Of course, when I was offered the opportunity to test the Alphapets Origami Book, I had to give it a try.
Full discretion–this is a children’s book, but since I had zero experience making paper pets, I decided to enlist a little help. Fortunately, my best friend’s daughter, Kaitlyn, volunteered to be my assistant.
Kaitlyn happens to live in my hometown, which is quite a ways away from Brooklyn. Since this book is small and lightweight, it seemed like a great small gift to bring along on the plane. I thought it would be a fun activity for us to do together while I was visiting, and I was sure Kaitlyn would like playing with the cute animals when we were finished building them.
Alphapets is a fun introduction to origami for kids and adults alike.
After giving it a read through, we took a look at the instructions page. I liked how the book included images of each of the completed animals. The images helped get Kaitlyn excited to start making origami!
We punched out the letters we wanted to use, then we flipped back to the instructions page to make sure we knew how to fold each letter. The instructions are detailed, so you know just where and how to fold each line.
Some of the letters were a little trickier to fold than others, but the markings printed on the underside of the paper really helped. It was also nice to be able to refer back to the images of the completed animals when needed.
Once we had converted K to Koala, A to to Alligator, and so forth, we gave each animal “eyes” using the included stickers. Kaitlyn was proud to show off her name in animal art!

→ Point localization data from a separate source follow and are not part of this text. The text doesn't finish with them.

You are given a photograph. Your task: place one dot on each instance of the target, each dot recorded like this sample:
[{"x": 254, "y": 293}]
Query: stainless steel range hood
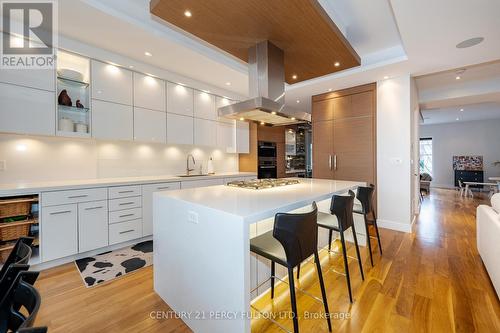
[{"x": 267, "y": 91}]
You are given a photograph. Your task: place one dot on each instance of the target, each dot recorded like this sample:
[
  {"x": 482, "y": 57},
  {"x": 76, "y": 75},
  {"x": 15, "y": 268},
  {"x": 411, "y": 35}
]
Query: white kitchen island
[{"x": 202, "y": 263}]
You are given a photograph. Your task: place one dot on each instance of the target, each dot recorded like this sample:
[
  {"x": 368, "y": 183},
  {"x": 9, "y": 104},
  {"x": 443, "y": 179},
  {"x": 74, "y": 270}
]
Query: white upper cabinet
[
  {"x": 111, "y": 83},
  {"x": 112, "y": 121},
  {"x": 32, "y": 78},
  {"x": 150, "y": 125},
  {"x": 149, "y": 92},
  {"x": 226, "y": 136},
  {"x": 26, "y": 110},
  {"x": 204, "y": 105},
  {"x": 205, "y": 132},
  {"x": 179, "y": 129},
  {"x": 179, "y": 99},
  {"x": 220, "y": 102},
  {"x": 242, "y": 137}
]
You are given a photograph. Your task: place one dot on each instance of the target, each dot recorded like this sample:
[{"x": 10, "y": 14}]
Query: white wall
[
  {"x": 394, "y": 153},
  {"x": 32, "y": 158},
  {"x": 462, "y": 138}
]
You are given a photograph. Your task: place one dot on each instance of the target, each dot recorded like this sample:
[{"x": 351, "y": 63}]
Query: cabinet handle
[
  {"x": 92, "y": 208},
  {"x": 78, "y": 196},
  {"x": 61, "y": 212}
]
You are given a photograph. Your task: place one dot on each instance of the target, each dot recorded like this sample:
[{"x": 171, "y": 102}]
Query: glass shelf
[{"x": 73, "y": 82}]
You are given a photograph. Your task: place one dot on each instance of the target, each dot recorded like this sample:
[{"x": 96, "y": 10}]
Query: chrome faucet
[{"x": 188, "y": 170}]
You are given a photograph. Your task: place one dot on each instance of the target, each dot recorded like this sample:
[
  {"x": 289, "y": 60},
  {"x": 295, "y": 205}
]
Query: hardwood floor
[{"x": 429, "y": 281}]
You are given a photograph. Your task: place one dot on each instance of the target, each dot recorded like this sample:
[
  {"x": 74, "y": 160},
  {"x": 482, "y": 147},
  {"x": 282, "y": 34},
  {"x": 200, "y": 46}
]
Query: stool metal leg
[
  {"x": 272, "y": 278},
  {"x": 357, "y": 252},
  {"x": 323, "y": 291},
  {"x": 293, "y": 301},
  {"x": 346, "y": 265}
]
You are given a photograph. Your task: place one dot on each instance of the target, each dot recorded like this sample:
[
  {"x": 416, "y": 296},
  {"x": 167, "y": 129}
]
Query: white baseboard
[{"x": 398, "y": 226}]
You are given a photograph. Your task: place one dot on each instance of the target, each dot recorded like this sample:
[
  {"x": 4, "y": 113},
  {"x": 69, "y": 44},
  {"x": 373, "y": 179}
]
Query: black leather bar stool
[
  {"x": 366, "y": 196},
  {"x": 341, "y": 219},
  {"x": 293, "y": 239}
]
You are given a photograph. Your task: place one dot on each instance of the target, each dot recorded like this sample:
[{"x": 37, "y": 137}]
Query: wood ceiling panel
[{"x": 310, "y": 39}]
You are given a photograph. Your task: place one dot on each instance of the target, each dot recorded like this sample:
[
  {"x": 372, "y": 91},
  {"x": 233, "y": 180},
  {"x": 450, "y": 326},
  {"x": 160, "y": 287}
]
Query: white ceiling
[{"x": 471, "y": 112}]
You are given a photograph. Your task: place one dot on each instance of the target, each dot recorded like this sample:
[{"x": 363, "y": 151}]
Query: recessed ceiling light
[{"x": 469, "y": 42}]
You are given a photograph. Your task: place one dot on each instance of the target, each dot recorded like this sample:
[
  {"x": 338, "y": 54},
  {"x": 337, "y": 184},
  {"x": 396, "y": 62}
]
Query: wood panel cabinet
[
  {"x": 204, "y": 106},
  {"x": 150, "y": 125},
  {"x": 111, "y": 83},
  {"x": 26, "y": 110},
  {"x": 180, "y": 129},
  {"x": 179, "y": 99},
  {"x": 112, "y": 121},
  {"x": 149, "y": 92}
]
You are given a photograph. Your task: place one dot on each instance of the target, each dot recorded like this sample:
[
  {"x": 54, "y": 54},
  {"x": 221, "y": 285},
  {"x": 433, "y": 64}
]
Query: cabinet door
[
  {"x": 205, "y": 132},
  {"x": 111, "y": 83},
  {"x": 242, "y": 137},
  {"x": 220, "y": 102},
  {"x": 150, "y": 126},
  {"x": 147, "y": 203},
  {"x": 179, "y": 99},
  {"x": 179, "y": 129},
  {"x": 112, "y": 121},
  {"x": 92, "y": 225},
  {"x": 32, "y": 78},
  {"x": 204, "y": 105},
  {"x": 59, "y": 231},
  {"x": 323, "y": 149},
  {"x": 27, "y": 111},
  {"x": 149, "y": 92},
  {"x": 226, "y": 136}
]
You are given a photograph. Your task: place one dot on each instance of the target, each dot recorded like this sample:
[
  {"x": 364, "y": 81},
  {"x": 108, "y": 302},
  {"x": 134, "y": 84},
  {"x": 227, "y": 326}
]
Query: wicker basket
[
  {"x": 15, "y": 207},
  {"x": 14, "y": 230}
]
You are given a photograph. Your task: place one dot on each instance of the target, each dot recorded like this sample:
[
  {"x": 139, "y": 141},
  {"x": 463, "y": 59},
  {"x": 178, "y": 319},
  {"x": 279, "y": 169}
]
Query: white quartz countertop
[
  {"x": 35, "y": 187},
  {"x": 255, "y": 205}
]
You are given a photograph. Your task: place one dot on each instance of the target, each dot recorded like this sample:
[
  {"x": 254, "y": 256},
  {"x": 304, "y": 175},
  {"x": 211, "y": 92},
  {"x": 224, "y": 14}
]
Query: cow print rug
[{"x": 112, "y": 264}]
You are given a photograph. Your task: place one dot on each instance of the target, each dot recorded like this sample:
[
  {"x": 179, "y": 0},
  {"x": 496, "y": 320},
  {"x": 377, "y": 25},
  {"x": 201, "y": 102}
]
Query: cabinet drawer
[
  {"x": 125, "y": 203},
  {"x": 125, "y": 215},
  {"x": 122, "y": 232},
  {"x": 73, "y": 196},
  {"x": 124, "y": 191}
]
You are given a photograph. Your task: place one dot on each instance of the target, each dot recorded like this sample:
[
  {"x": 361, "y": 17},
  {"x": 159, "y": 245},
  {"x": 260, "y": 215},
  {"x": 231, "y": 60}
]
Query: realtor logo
[{"x": 29, "y": 35}]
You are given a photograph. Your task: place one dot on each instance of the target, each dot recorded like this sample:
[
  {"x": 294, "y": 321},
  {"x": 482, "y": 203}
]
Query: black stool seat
[{"x": 269, "y": 247}]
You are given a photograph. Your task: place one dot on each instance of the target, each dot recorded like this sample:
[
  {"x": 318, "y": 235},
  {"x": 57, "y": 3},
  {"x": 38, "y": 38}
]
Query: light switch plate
[{"x": 192, "y": 217}]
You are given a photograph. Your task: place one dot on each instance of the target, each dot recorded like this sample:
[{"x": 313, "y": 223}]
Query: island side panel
[{"x": 202, "y": 268}]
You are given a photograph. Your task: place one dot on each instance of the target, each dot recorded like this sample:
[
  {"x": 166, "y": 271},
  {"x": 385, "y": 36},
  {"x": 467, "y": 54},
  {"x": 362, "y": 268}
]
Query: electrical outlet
[{"x": 192, "y": 217}]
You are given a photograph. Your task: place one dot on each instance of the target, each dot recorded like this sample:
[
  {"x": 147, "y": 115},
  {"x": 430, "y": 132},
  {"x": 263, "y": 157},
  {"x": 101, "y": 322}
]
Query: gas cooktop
[{"x": 259, "y": 184}]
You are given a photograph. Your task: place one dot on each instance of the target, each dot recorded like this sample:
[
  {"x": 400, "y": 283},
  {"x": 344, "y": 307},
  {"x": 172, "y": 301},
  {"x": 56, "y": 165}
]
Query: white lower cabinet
[
  {"x": 125, "y": 231},
  {"x": 147, "y": 203},
  {"x": 92, "y": 225},
  {"x": 150, "y": 126},
  {"x": 26, "y": 110},
  {"x": 205, "y": 132},
  {"x": 59, "y": 234},
  {"x": 112, "y": 121}
]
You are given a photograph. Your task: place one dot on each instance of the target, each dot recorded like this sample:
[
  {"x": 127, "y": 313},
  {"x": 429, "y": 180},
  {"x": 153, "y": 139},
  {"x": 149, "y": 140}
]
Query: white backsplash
[{"x": 36, "y": 158}]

Our paper folding project was a success! Although Kaitlyn was a little too young to fold all of the animals herself (she is 4 1/2, the recommended age is 6+), she had fun folding the simpler designs and she loved playing with the completed critters.
Alphapets is an easy project to bring along on vacation or slip into your bag to keep kids busy on the go. It’s a fun, educational activity for kids, and adults looking for an introduction to origami will enjoy it, too!